MacGibbon thinks the ABS should be required to report monthly to the relevant minister on its progress against his recommendations, but his report doesn’t stop there. On the basis that there’s no opportunity like a good crisis, he also provides a set of better practice guidelines for all agencies:
- Agencies should review their approach to cyber security incident response planning and coordination and exercising of those plans with stakeholders.
- Agencies should ensure independent security assessments are conducted on critical ICT deliverables.
- Agencies should test security measures and monitoring systems for online government services under foreseeable adverse conditions, including under attack conditions.
- Agencies should be conscious of updated interpretations of governing legislation to addressing the changing technological environment. Agencies should review their oversight and assurance arrangements for outsourced cyber security services.
The Office of the Australian Information Commissioner wants to work with government to develop a new APS-wide Privacy Code.
Broadly, MacGibbon thinks it should require all agencies to appoint dedicated privacy contact officers and separate “privacy champions”, have up-to-date privacy management plans, undertake written Privacy Impact Assessments “where relevant” and take steps to “enhance internal privacy capability”.
Senate report goes much further
One thing the ABS needs is “portfolio stability” to do its job properly, according to the Senate committee that examined the ignominious conduct of the 2016 eCensus, as well as the wider privacy debate and calls for a boycott.
The committee’s report notes there were a few issues that hampered preparations for this year’s population count. To begin with, the inquiry confirmed that around February 2015, the ABS was indeed proposing not going ahead with the Census at all, as news reports later claimed.

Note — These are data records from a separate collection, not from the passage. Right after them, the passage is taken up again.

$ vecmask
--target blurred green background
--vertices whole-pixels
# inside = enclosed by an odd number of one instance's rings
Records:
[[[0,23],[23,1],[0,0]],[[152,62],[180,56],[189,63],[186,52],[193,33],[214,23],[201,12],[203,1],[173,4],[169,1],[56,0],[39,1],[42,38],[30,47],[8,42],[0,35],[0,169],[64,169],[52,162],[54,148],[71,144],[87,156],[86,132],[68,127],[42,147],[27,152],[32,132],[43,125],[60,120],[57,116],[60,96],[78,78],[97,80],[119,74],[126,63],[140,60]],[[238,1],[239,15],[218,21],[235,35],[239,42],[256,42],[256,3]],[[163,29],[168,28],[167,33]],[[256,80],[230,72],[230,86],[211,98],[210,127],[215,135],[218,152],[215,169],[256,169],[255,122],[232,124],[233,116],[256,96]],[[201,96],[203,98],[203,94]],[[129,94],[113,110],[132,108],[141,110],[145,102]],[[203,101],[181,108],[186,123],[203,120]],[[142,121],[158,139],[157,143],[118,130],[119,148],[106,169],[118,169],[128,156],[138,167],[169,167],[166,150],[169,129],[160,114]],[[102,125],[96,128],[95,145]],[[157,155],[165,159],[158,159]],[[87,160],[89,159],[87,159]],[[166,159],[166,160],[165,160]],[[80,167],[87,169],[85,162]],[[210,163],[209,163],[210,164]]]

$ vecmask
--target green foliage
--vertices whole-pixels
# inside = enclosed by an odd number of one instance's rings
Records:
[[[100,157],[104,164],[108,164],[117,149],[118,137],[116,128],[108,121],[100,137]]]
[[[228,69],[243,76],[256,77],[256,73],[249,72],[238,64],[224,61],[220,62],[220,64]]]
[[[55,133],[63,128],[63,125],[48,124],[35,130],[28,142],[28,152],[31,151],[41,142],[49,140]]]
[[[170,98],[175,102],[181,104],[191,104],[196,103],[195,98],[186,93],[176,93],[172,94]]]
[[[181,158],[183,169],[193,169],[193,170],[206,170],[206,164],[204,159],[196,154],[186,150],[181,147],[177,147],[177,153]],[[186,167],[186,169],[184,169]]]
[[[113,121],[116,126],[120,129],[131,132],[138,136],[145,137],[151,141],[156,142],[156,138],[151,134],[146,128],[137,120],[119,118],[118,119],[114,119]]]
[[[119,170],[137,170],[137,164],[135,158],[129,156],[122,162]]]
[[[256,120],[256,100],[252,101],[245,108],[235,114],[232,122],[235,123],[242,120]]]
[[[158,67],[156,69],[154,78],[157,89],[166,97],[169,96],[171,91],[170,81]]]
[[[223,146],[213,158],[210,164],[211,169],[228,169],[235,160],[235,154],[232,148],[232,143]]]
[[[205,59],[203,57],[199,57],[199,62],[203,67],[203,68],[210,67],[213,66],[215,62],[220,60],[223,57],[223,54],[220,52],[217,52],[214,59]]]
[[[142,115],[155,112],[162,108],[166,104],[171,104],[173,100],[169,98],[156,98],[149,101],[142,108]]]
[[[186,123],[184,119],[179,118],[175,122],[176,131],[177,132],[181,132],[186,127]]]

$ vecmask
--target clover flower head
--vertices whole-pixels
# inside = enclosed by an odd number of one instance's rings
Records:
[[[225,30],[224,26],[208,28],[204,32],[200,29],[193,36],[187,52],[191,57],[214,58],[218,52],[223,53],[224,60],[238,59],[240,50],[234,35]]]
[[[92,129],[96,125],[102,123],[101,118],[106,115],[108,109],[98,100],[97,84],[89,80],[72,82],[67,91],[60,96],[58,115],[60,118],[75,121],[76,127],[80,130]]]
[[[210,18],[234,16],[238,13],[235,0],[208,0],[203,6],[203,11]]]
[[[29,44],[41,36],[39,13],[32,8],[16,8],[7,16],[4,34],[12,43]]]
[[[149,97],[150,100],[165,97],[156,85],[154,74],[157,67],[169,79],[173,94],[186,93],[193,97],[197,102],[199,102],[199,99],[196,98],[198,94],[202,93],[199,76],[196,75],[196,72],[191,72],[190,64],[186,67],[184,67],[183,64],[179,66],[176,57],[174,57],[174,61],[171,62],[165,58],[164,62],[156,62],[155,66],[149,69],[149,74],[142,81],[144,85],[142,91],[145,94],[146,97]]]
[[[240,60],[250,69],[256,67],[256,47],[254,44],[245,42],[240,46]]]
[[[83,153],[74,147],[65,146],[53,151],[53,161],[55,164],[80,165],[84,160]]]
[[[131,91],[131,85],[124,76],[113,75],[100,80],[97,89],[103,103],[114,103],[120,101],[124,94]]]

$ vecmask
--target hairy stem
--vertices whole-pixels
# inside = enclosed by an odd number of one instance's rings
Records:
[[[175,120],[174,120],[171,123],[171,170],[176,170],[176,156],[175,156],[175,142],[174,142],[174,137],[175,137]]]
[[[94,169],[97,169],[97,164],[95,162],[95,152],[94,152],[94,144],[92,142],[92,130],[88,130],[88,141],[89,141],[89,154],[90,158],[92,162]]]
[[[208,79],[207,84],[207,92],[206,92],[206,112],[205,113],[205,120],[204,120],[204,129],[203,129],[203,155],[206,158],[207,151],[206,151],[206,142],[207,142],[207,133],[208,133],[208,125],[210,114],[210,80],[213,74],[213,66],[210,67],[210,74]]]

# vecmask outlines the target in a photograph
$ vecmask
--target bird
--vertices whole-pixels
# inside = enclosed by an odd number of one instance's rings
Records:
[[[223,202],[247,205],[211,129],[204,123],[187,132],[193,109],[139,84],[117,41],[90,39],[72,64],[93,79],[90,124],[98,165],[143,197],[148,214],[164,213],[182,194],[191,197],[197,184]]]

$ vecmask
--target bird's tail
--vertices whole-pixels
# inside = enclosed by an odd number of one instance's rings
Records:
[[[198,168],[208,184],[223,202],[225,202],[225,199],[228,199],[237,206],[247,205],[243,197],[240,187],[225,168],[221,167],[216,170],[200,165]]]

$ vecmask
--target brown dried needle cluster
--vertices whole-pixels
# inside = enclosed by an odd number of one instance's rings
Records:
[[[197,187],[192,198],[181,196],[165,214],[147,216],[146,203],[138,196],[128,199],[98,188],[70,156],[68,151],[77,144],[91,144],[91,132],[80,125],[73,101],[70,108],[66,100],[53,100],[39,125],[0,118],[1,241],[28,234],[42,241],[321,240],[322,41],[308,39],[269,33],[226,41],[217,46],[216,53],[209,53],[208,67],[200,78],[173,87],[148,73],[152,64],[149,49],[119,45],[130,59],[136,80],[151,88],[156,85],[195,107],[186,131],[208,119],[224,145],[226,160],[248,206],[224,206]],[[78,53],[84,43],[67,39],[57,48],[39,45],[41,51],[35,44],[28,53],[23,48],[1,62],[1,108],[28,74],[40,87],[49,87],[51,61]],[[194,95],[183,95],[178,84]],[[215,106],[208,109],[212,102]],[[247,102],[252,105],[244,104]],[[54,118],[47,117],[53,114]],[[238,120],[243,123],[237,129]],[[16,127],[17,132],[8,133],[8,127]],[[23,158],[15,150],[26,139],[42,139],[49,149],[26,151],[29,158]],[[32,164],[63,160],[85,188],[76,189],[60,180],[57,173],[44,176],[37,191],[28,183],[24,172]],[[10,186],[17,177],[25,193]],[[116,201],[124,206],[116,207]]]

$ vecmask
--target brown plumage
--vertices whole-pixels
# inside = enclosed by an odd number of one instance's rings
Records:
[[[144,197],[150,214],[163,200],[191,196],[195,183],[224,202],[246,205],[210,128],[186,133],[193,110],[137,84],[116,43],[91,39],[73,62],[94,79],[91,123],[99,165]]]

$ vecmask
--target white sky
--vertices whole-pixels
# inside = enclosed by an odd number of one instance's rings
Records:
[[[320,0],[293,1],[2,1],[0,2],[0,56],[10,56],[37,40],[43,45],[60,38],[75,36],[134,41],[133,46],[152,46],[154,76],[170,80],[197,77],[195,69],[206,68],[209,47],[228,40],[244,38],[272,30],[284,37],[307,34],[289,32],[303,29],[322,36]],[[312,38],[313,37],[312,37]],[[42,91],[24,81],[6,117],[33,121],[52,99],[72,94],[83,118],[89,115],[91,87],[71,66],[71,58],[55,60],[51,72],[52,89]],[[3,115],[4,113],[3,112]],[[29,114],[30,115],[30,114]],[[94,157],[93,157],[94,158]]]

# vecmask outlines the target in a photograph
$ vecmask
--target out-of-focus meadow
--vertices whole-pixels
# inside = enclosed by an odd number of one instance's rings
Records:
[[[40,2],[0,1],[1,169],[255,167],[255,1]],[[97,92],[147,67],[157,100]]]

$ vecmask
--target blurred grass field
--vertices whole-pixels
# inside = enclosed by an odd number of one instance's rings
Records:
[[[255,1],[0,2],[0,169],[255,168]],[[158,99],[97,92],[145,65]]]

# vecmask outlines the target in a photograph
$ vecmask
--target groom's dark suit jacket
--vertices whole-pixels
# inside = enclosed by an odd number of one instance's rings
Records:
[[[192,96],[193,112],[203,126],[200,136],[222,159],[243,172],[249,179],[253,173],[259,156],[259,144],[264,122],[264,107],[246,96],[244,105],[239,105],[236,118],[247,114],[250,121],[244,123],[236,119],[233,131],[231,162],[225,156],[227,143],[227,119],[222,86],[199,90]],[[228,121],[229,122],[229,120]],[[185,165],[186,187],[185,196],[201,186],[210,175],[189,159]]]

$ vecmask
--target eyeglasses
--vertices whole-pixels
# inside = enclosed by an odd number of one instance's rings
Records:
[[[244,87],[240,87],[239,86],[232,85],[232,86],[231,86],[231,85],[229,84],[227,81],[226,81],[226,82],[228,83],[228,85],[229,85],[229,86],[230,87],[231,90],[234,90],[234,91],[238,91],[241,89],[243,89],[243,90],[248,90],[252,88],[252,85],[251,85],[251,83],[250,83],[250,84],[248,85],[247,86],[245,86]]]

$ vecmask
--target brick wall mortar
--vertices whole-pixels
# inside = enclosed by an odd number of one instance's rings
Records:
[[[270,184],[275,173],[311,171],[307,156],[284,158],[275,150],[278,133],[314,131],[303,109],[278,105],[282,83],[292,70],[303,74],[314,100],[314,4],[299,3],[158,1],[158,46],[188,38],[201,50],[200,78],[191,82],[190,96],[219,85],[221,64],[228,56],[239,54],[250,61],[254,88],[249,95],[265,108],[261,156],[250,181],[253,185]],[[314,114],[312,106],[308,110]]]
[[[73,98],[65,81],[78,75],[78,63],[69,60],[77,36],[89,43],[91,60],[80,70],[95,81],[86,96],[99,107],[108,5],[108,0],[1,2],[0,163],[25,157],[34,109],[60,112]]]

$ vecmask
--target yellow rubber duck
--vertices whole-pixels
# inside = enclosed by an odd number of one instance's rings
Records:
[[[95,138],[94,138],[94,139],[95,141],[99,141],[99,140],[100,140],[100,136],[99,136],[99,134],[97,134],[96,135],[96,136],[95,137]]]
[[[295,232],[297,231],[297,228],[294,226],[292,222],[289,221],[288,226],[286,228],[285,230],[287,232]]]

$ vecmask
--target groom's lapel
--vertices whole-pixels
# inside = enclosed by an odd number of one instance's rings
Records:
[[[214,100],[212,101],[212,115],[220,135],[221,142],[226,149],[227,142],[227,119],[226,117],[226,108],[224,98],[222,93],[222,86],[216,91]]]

The ABS told IBM “in or about February 2015” that it was advising the government to abandon the Census, then confirmed it was going ahead in May 2015, the committee heard. The report notes:
“The ABS’ lengthy and otherwise comprehensive submission to this inquiry makes no mention of these events.”
Then there was the departure of former Australian Statistician Brian Pink in January 2014 and the fact it took the government a year to confirm his permanent successor, David Kalisch. Between September 2013 and August 2016, the ABS answered to four different ministers, the committee observed.